Al acercarse a casa de Daría Alexievna, que era un edificio de madera viejo y grande, salían de ella una dama elegante y una muchacha joven. Ante la puerta esperaba un coche magnífico. Las dos mujeres subieron a él, riendo y hablando en voz muy alta, sin mirar siquiera a los que se acercaban, como si no los viesen. Cuando el carruaje se fue, la puerta se abrió. Michkin y Aglaya fueron recibidos por Rogochin, quien esperaba ya su llegada. Una vez dentro, Rogochin cerró apresuradamente la puerta.
—Estamos solos los cuatro en la casa —dijo, mirando a Michkin con extraña expresión.
En la primera estancia los aguardaba Nastasia Filipovna, muy sencillamente ataviada, con un vestido negro. Se levantó al entrar los visitantes, pero sin sonreír ni siquiera tender la mano a Michkin. Su mirada fija e inquieta se posó en Aglaya. Ambas se acomodaron a cierta distancia una de otra. Aglaya en un diván del rincón, Nastasia Filipovna junto a la ventana. Los dos hombres quedaron en pie; nadie los invitó a sentarse. Michkin fijó en Rogochin una mirada perpleja y angustiada. Parfen Semenovich conservaba su extraña sonrisa. El silencio se prolongó algunos instantes.
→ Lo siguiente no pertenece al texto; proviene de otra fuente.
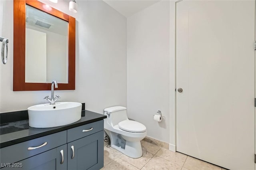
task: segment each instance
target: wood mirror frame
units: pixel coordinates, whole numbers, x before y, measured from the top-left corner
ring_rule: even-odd
[[[50,90],[51,83],[25,82],[26,44],[26,5],[35,8],[68,22],[68,83],[58,83],[56,90],[74,90],[75,82],[76,19],[37,0],[14,1],[13,91]]]

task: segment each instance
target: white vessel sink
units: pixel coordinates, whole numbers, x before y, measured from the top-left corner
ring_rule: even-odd
[[[80,120],[81,111],[82,104],[79,103],[35,105],[28,108],[29,126],[47,128],[70,124]]]

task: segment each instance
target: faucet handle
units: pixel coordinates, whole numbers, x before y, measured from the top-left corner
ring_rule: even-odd
[[[44,98],[44,99],[46,99],[48,102],[51,103],[52,101],[51,101],[51,99],[49,97],[49,96],[46,96]]]
[[[45,99],[46,100],[47,100],[48,99],[49,99],[49,96],[46,96],[45,97],[44,97],[44,99]]]
[[[54,97],[54,101],[55,102],[59,99],[60,99],[60,97],[58,95],[56,95],[56,97]]]

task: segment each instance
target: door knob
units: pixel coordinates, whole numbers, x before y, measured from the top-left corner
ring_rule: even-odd
[[[178,89],[178,92],[181,93],[183,91],[183,90],[181,88],[179,88]]]

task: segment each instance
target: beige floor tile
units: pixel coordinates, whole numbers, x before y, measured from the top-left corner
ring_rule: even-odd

De pronto, los rasgos del semblante de Nastasia Filipovna adquirieron una expresión siniestra. Sus ojos, ahora tenaces, rencorosos y duros, parecían clavarse en el rostro de Aglaya. Ésta se hallaba confusa, sin duda, pero no intimidada. Al entrar no miró apenas a su rival y, al sentarse, inclinó la vista y así permaneció, como si no supiese decidirse a empezar. Dos veces, involuntariamente al parecer, miró en torno suyo y su rostro manifestó un disgusto muy intenso, como si temiese contaminarse allí. Arreglóse el vestido con ademán maquinal y en un momento determinado incluso cambió de postura y se apartó más en el diván. Probablemente todo aquello era más inconsciente que meditado, pero esa misma inconsciencia lo hacía más ofensivo. Al fin contempló con resolución a Nastasia Filipovna y en el acto leyó claramente cuanto expresaban los ojos ardientes de su rival. La mujer comprendía a la mujer. Aglaya se estremeció.